Weibliche Jugend C I: Experiment mit Tücken

Unter der Woche hatte der HVN den Spielbetrieb für einen Monat auf Eis gelegt, allerdings für die Oberligen C- und B-Jugend eine Ausnahme gemacht. Und so fiel der Besuch des Tabellenletzten der C-Jugend-Oberliga SG Findorff auf die Zwangspause der weiblichen C II. Einem Verkauf des Spiels an die Zwote stimmte Diego nicht zu, allerdings stockten wir den Kader nicht nur mit den C-Jugendlichen Ronja, Liv und Anni aus der Reserve auf, zudem durften auch D-Jugendliche Jarla und Emmie ihr Debüt in der Oberliga geben. Die logistische Herausforderung: Die C I spielt alters- und leistungsklassengerecht eine 3:2:1-Deckung, in der D-Jugend bereiten wir gerade die ersten Schritte in der Raumdeckung vor, sind also noch zwei Schritte hinterher. Außerdem war der Kader nun deutlich zu groß, so dass die ein oder andere Leistungsträgerin mal für die Dauer des Spiels frei bekam.

So viele neue Gesichter, einige der go-to-girls auf der Bank, alsbald eine Umstellung der Deckung auf eine D-Jugend kompatible Deckung – die SG Findorff, die als einzige Mannschaft der Liga im Schnitt jedes Spiel über 30 Tore kassierte und noch punktlos war, konnte ihr Glück gar nicht fassen. Der Tabellenerste war vollkommen von der Rolle. Zu Beginn des Spiels wurden die Schlüsselspielerinnen der Bremer nicht angefasst, die Kreisläuferin blieb nahezu unbehelligt und im Angriff lief auch nicht viel zusammen. Diego reagierte und stellte viel früher als geplant auf die Manndeckung um … und nun begann das Chaos erst richtig. Zwei Spielerinnen hatten so gar keine Lust auf die lästige Laufarbeit und auch Spielerinnen mit Erfahrung in der Manndeckung aus den Landesligaspielen hatten alle Basics vergessen. Findorff konnte sich über 5:7 und 6:8 schon mal auf zwei Tore davonschleichen, die mitgereisten Fans trauten ihren Augen nicht. Die mitgebrachten Pappschilder mit der Aufschrift „Believe!“ bekamen unverhofft einen realistischen Sinn. Die kleinlichen Zeitstrafen halfen nicht unbedingt, Ruhe ins Spiel zu bringen. Captain Chiara, heute mal Betreuerin, gab auf der Bank alles, konnte aber ihre Schäfchen nicht erreichen. Diego hatte mittlerweile Emmie eingewechselt, die auf der Linksaußen-Position neues Leben ins Spiel brachte. Mit einem höchst peinlichen 12:13 Rückstand ging es in die Halbzeit.

Peinlich“ war auch das Schlüsselwort in der Halbzeitansprache. Diego erkannte, dass heute über Technik und Taktik nichts zu erreichen war, appellierte an die „Emotionalität“ seiner Mannschaft, Chiara rüttelte ihre Spielerinnen auch noch einmal wach und schließlich gab es noch eine Blitzwäsche für alle Aktiven, die die erste Halbzeit abwaschen mussten. Vor allem die D-Jugendlichen staunten, waren sie doch eher norddeutsch analytische Ansprachen gewohnt.

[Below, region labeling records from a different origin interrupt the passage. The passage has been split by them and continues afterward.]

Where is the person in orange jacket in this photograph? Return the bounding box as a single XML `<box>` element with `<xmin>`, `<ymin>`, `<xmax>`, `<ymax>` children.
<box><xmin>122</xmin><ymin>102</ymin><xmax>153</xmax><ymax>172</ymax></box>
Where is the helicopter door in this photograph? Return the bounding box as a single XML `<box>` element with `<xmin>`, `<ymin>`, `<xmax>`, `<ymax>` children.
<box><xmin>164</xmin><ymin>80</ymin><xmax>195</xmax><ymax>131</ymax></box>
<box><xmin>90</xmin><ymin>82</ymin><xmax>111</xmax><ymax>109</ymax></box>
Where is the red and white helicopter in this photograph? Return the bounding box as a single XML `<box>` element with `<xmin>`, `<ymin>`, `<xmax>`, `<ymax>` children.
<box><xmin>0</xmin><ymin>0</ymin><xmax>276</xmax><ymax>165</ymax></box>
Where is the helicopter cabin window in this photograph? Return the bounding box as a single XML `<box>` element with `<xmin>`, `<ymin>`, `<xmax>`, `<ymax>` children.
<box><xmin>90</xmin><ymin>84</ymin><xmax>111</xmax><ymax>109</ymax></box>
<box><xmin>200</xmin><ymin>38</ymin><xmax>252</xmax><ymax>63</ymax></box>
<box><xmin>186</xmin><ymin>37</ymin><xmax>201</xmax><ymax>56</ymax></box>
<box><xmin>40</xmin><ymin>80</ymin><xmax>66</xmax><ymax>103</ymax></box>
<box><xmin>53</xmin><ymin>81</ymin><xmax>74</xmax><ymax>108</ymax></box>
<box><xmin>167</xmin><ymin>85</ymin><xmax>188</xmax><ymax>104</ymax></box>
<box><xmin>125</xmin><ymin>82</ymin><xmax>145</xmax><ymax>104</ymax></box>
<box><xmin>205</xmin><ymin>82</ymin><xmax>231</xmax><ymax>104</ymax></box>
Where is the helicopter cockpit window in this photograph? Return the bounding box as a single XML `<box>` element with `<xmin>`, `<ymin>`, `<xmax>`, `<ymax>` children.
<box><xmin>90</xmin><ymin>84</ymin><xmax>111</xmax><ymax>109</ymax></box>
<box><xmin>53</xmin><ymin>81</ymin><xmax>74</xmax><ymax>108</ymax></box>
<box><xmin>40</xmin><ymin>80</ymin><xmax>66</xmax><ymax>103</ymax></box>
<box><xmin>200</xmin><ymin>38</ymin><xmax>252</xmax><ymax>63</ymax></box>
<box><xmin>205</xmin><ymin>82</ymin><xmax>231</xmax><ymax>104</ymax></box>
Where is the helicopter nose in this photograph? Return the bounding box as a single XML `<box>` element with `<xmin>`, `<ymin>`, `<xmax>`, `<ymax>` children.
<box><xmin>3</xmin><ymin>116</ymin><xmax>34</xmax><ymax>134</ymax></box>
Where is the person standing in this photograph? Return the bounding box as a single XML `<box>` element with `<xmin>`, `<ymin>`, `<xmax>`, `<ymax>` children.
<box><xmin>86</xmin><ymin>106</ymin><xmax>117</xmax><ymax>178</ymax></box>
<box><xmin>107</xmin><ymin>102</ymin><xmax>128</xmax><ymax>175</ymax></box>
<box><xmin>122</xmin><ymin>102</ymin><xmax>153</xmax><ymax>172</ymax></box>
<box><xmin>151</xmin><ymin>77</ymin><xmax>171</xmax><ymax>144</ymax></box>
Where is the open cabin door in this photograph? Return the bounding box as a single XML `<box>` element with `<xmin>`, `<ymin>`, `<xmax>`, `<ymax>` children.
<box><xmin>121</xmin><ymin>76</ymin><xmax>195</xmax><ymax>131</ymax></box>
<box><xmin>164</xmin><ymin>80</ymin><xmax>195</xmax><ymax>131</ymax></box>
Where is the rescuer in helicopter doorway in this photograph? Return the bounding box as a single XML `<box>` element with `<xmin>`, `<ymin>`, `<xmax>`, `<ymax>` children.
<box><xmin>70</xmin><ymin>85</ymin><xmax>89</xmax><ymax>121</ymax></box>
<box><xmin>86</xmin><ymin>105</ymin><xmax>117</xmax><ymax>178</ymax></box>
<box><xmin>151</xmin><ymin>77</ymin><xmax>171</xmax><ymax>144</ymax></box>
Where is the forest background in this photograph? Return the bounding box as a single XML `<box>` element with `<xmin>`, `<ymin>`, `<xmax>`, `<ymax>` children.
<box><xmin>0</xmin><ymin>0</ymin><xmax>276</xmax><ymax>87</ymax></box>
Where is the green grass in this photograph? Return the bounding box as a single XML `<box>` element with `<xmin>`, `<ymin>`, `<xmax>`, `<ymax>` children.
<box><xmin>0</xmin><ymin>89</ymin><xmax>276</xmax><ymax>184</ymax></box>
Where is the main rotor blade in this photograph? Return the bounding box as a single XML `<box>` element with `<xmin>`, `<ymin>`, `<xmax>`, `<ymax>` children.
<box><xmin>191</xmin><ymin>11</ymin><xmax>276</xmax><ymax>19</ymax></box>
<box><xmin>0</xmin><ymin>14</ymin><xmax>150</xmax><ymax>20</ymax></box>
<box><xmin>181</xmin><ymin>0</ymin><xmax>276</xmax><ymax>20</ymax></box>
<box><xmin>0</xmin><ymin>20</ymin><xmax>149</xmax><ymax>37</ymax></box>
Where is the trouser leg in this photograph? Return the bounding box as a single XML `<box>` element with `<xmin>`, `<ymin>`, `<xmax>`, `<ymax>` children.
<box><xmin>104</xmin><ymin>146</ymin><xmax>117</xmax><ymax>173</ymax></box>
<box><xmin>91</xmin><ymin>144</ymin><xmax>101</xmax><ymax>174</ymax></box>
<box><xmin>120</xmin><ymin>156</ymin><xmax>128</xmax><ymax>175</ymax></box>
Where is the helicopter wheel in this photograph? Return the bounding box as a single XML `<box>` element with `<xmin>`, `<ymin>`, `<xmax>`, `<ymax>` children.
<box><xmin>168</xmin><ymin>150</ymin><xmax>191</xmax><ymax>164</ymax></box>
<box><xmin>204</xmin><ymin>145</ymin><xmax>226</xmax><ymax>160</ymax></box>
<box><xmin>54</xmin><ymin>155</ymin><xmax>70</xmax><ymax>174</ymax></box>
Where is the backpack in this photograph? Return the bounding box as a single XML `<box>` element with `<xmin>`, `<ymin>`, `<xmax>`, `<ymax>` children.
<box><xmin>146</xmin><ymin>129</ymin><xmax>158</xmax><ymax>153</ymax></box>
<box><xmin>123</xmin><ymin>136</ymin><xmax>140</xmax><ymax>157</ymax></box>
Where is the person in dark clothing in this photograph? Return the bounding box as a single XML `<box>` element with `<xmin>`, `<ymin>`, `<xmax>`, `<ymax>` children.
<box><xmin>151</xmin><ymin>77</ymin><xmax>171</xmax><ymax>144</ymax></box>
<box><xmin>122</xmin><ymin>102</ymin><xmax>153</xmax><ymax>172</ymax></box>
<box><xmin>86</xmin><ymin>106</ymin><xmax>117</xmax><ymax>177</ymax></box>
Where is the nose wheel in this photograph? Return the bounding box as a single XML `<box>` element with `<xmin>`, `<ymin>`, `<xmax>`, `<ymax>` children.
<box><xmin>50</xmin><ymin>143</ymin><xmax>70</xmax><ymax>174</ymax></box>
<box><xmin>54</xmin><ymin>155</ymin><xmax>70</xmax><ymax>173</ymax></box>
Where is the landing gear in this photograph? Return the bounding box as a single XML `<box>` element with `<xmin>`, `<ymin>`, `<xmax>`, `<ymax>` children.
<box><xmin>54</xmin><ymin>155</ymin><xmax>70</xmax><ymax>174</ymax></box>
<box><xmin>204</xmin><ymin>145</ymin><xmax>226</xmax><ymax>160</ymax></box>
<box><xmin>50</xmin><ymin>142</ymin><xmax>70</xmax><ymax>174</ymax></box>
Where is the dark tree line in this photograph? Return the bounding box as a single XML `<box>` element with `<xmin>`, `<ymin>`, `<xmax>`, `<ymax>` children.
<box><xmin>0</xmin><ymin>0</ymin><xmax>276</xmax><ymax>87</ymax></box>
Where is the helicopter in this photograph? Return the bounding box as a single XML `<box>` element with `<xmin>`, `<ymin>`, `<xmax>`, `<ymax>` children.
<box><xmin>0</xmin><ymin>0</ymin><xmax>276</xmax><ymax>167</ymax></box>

Es dauerte ein wenig, aber dann wachten sie doch auf und glaubten an sich. Bis zum 16:16 musste die Bank noch bangen, fünf Minuten später war beim 22:16 der Widerstand der Gäste gebrochen. Jamila stand plötzlich ständig frei am Kreis und konnte sogar ein 20m Anspiel verwandeln. Emmie kam zu ihrem umjubelten ersten Oberligatreffer von Außen. Großen Anteil am plötzlichen Lauf der Mädels hatte Nelli, die in der Deckung überall zu finden war und einen Brandherd nach dem anderen löschte. Gegen Ende durfte Liv endlich ran und netzte binnen acht Minuten viermal ein. Mit 32:19 ging das heutige Experiment gerade noch einmal gut und die Gäste mussten die Heimfahrt nicht mit einer heftigen Packung antreten.

Happy End nach schwerem Start

Für die C I stehen die Wochen der Wahrheit bevor. Am kommenden Sonntag gibt es um 15:00 Uhr das Kräftemessen mit dem Tabellendritten MTV Rosdorf. Und die Woche drauf stellt sich Samstag um 15:00 Uhr der ernsthafteste Verfolger mit dem Buxtehuder SV im Salzweg vor.